Hi, Allan,
welcome to the steaming world of Mayhem

I'm not an expert on Steam, so regard this as a holding reply till the experts dive in.
The springs you describe hold the cylinders onto the port faces on an oscillating twin - it seems that all twins use similar springs. They may well be available as a spare. I would ring Tony Green or one of the other steam spares suppliers (I will dig out URLs when I get a minute and post them)
John, (Bogstandard) has made series of this type of engine, so will certainly know where he got/made them from
the type of spring is just a simple tension spring, and yes, they are probably made from stainless wire
The power of the spring is difficult to describe - it has to be just strong enough to hold the cylinder block onto the port face against spring pressure (with no leakage) but no more, or power is wasted in friction.
As a polymer person I would (if you need a short-term fix) use either a length of silicone fuel-tube or a slice cut from a bicycle inner tube
as temporary springs (both silicone and butyl rubber are perfectly happy at these temperatures and will last forever. How you fix them will depend on the actual fittings at each end. Probably there is a peg on the cylinders (to fit the loop on the end of the spring on) so cut a thin length of strip fronm either the fuel tube or inner tube (maybe 1/8 wide)
Punch a hole in each end so that it is stretched maybe 1/8th, and see how she works. adjust the "spring" tension by punching alternative holes to stretch it more or less.

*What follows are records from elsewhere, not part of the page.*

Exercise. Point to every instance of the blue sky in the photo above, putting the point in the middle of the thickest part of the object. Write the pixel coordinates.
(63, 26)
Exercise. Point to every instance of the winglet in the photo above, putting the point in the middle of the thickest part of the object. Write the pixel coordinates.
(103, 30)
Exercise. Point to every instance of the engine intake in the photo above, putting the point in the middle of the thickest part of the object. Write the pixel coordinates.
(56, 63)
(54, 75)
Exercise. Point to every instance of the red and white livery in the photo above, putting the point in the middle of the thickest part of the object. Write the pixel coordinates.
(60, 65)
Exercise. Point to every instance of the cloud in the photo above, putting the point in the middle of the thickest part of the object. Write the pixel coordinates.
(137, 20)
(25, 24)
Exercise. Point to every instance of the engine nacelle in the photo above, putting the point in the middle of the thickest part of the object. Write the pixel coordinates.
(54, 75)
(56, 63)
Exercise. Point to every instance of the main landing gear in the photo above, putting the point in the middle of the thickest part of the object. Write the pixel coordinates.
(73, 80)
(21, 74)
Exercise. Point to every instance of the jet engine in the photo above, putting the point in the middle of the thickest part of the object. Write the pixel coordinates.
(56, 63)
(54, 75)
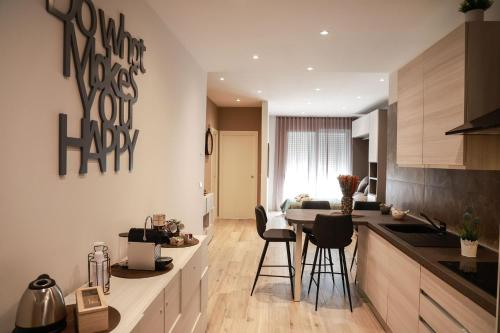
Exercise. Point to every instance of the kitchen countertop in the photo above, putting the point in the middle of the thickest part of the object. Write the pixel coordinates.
(131, 297)
(429, 257)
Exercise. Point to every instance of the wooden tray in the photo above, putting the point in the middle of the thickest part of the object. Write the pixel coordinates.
(113, 315)
(194, 242)
(353, 215)
(125, 273)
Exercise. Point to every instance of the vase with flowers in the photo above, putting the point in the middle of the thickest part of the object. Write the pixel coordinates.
(469, 234)
(348, 185)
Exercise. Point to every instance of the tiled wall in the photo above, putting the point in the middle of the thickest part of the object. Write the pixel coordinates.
(443, 194)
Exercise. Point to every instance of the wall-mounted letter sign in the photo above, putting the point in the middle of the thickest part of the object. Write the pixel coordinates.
(112, 85)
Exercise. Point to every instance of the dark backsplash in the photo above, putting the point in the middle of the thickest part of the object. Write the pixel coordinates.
(444, 194)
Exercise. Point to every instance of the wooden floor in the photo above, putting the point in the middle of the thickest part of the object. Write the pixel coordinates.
(233, 259)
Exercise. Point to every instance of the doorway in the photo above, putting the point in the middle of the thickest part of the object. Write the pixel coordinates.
(238, 170)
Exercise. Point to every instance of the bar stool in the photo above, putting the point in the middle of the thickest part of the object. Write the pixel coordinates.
(310, 204)
(273, 236)
(331, 232)
(362, 205)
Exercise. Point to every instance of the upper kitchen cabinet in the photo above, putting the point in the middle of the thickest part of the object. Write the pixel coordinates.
(450, 83)
(410, 113)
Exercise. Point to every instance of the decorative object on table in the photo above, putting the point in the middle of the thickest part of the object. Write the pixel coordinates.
(209, 142)
(174, 227)
(98, 265)
(176, 241)
(114, 318)
(41, 308)
(193, 242)
(101, 135)
(385, 209)
(469, 234)
(348, 185)
(123, 272)
(474, 9)
(303, 197)
(159, 221)
(144, 247)
(398, 214)
(91, 310)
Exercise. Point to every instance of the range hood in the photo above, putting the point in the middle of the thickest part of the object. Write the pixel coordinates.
(486, 124)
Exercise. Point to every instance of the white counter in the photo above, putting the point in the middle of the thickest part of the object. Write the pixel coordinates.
(132, 297)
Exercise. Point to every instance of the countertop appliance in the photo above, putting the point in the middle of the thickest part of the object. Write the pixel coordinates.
(41, 308)
(481, 274)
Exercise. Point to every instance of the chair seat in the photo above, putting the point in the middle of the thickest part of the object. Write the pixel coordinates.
(279, 235)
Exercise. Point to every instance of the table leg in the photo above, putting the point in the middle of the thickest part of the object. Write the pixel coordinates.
(298, 263)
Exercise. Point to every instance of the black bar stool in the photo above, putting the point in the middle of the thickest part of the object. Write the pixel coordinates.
(310, 204)
(362, 205)
(277, 236)
(331, 232)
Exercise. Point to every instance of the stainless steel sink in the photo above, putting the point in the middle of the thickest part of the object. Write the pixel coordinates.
(411, 228)
(423, 235)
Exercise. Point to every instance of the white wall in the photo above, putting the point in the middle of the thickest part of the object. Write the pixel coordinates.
(48, 222)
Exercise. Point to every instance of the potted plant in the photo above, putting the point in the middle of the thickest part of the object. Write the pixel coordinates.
(469, 234)
(474, 9)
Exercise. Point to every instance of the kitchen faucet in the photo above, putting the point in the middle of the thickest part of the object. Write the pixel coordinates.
(442, 226)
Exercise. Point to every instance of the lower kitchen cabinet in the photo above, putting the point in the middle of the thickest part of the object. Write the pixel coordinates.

If you are of the scientific bent, you could measure the existing spring - diameter, wire diameter, free length and stretched length and calculate the spring tension using basic engineering principles and Hookes Law*.
Or pin one end to a wall, hang a clamp on it (any reasonable weight that stretches the spring a small amount) then make a ruber spring the same basic length that stretches the same amount - Then Your'e close!

Intended to be helpful
andrew
*"Ut tensio sic vis" is how he published it!